How to convert my fine tuning from adamw to muon in pytorch?

Posted by Ok_Warning2146@reddit | LocalLLaMA | View on Reddit | 1 comments

My fine tuning code was originally adamw. I heard that the new muon optimizer uses much less VRAM, so maybe I can take advantage of that.
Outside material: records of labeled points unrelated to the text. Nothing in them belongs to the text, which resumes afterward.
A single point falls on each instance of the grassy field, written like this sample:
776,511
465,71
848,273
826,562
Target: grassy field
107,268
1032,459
So I upgraded my pytorch to 2.10.0 and changed just one line of my TrainingArguments: `training_args = TrainingArguments(` `output_dir=OUTPUT_DIR,` `save_strategy="steps",` `# optim="adamw_apex_fused",` `optim=torch.optim.Muon(model.parameters(),adjust_lr_fn="match_rms_adamw"),` `save_steps=32*197,` `learning_rate=2e-5,` `per_device_train_batch_size=BATCH_SIZE, # Adjust based on GPU memory` `num_train_epochs=4,` `weight_decay=0.01,` `tf32=True,` `gradient_checkpointing=True,` `torch_compile=True,` `torch_compile_backend="inductor",` `dataloader_pin_memory=True,` `dataloader_num_workers=3,` `logging_dir='./logs',` `logging_steps=197,` `report_to="none"` `)` However, I am getting this error: `ValueError: Muon only supports 2D parameters whereas we found a parameter with size: torch.Size([512])` How do people get around this? Thanks a lot in advance.